Le ministre ukrainien des affaires étrangères, Vadim Pristaïko, a déclaré que Kiev aimerait « réviser d’une manière ou d’une autre » l’accord d’association avec l’Union Européenne. Le même accord que le Maïdan a « soutenu » il y a six ans. Puis le président Viktor Ianoukovitch a été renversé et la guerre civile a commencé. RIA Novosti a enquêté sur ce que l’intégration européenne a apporté aux Ukrainiens.

L’échéance de révision de l’accord d’association avec l’Union Européenne arrive

Dans une interview accordée au site web allemand DW, Pristaïko a déclaré ce qui suit : « L’échéance pour la révision des conditions approche à grands pas, et nos fabricants l’attendent. La plupart des quotas fixés n’étant plus satisfaisants, nous avons entamé les premiers contacts avec l’Union européenne dans le cadre de l’accord commercial sur les produits exemptés de droits de douane. »

Bruxelles n’a pas répondu à cela.

Les politiciens de Kiev ont longtemps exprimé leur mécontentement à l’égard de l’accord d’association avec l’UE. En 2019, un membre de la Verkhovna Rada Mikhaïlo Poplavski s’est plaint avec émotion que les produits étrangers « c’est la chimie et la mort ». « Regardez ce que mangent nos enfants et nos petits-enfants », s’est-il indigné. « Aujourd’hui, il est nécessaire de créer un modèle pour que les zones rurales soient telles qu’elles étaient autrefois ».

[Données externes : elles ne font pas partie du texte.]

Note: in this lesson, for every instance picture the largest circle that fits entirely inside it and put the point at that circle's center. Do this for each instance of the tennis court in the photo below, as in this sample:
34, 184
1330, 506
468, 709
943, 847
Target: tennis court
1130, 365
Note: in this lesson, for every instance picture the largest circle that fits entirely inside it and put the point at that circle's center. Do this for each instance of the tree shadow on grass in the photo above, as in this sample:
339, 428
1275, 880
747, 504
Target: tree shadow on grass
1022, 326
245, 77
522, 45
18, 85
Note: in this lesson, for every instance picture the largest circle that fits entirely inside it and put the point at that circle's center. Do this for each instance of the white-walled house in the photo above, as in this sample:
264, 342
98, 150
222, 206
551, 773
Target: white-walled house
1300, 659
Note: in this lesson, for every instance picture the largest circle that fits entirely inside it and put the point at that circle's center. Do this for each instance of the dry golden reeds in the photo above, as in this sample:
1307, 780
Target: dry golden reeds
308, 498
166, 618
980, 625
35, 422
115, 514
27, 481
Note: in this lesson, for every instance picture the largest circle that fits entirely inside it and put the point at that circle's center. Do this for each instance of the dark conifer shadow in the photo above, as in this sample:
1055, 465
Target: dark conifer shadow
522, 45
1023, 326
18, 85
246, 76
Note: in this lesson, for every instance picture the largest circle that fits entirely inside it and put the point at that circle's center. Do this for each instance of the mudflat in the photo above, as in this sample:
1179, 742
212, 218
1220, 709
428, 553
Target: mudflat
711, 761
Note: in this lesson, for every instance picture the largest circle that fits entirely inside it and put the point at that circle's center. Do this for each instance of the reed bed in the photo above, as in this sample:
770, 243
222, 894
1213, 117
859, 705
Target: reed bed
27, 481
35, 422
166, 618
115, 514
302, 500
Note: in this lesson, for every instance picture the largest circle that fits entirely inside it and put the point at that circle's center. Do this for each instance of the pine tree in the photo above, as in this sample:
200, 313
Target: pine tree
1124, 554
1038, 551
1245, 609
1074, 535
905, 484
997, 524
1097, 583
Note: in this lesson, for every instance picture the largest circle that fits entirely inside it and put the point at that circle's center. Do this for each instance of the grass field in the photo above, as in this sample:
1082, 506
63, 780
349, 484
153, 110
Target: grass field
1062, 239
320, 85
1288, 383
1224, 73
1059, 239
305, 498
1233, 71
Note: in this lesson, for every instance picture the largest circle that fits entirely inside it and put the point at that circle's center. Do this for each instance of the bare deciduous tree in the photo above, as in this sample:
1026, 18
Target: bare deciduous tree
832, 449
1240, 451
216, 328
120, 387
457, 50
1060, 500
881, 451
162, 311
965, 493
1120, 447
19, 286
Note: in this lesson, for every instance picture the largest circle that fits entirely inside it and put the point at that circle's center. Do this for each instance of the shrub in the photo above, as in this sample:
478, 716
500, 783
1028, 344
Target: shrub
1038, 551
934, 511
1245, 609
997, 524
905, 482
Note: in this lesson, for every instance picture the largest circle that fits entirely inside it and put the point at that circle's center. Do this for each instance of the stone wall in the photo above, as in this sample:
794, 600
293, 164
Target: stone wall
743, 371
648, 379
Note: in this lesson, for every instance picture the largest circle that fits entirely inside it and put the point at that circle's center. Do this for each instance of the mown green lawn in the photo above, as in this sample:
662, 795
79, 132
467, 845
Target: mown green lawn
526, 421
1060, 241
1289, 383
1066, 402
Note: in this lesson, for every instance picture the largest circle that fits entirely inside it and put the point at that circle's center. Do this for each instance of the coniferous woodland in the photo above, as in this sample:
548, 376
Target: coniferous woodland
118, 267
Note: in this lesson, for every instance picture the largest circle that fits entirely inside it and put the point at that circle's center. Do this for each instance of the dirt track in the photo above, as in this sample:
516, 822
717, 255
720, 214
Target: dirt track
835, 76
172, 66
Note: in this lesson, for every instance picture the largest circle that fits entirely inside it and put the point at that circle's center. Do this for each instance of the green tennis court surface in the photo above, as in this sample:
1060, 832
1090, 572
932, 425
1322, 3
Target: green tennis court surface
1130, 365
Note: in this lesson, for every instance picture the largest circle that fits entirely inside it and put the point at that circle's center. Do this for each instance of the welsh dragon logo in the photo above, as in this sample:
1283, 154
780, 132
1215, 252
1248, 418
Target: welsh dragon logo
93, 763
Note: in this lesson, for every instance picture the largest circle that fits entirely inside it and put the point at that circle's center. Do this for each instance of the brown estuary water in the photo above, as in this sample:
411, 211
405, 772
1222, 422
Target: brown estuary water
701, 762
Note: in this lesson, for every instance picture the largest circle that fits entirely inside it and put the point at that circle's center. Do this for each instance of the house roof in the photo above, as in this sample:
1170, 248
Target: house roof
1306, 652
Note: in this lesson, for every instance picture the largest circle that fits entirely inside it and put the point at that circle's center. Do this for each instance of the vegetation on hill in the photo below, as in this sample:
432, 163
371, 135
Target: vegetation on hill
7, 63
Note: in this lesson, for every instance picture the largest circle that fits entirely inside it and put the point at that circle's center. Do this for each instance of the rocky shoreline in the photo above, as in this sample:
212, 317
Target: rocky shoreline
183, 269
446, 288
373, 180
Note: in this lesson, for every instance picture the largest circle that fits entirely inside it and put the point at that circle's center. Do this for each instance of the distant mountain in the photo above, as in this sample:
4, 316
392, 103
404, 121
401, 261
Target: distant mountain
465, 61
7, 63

Poplavski met l’accent sur sa proximité avec les gens ordinaires. Il possède une chaîne de restaurants « La Maison Paternelle », il dirige l’émission culinaire télévisée « Chef du Pays », produit le programme « Un pas vers les étoiles », dirige « l’Association des Ukrainiens du Monde » ainsi qu’une université créative. Sous Iouchtchenko, Poplavski était considéré comme un politicien « orange ».

L’ancien ministre de l’économie, Viktor Souslov, spécialiste dans ce domaine, s’est également exprimé dans le même esprit. Selon lui, il est injuste que « les produits européens arrivent automatiquement […] sans contrôle de qualité, alors que les produits ukrainiens doivent être certifiés conformes aux normes de l’UE ».

M. Souslov a rappelé la question des quotas et a conclu : « L’accord a été signé en toute connaissance de cause, de manière injuste, désavantageuse et discriminatoire ». L’industrie et l’économie du pays sont en train de mourir « à la suite de cette décision stratégique ».

Les Ukrainiens dupés par l’intégration européenne

L’associé le plus proche de M. Porochenko, autrefois chef adjoint de son administration, l’homme d’affaires Iouri Kossiouk, a également été déçu par cet accord. « Aucun marché n’a été ouvert. L’Europe parle d’une zone de libre-échange avec l’Ukraine, et en même temps, de nombreuses exceptions et restrictions à l’exportation de marchandises ukrainiennes ont été signées. Parce que l’Europe protège son marché, ses intérêts », a-t-il expliqué à « The Voice of America ». « C’est pourquoi je pense que la zone de libre-échange promue actuellement est une tromperie pour l’Ukraine. »

Il l’a constaté dans sa propre entreprise alimentaire. Bruxelles a accordé à Kiev un quota de 16 000 tonnes de poulet par an, alors que l’Ukraine en produit 1,2 million de tonnes. « Tout ce qui dépasse ce quota est soumis à un droit de douane de plus de 1 000 euros par tonne », s’est indigné Kossiouk.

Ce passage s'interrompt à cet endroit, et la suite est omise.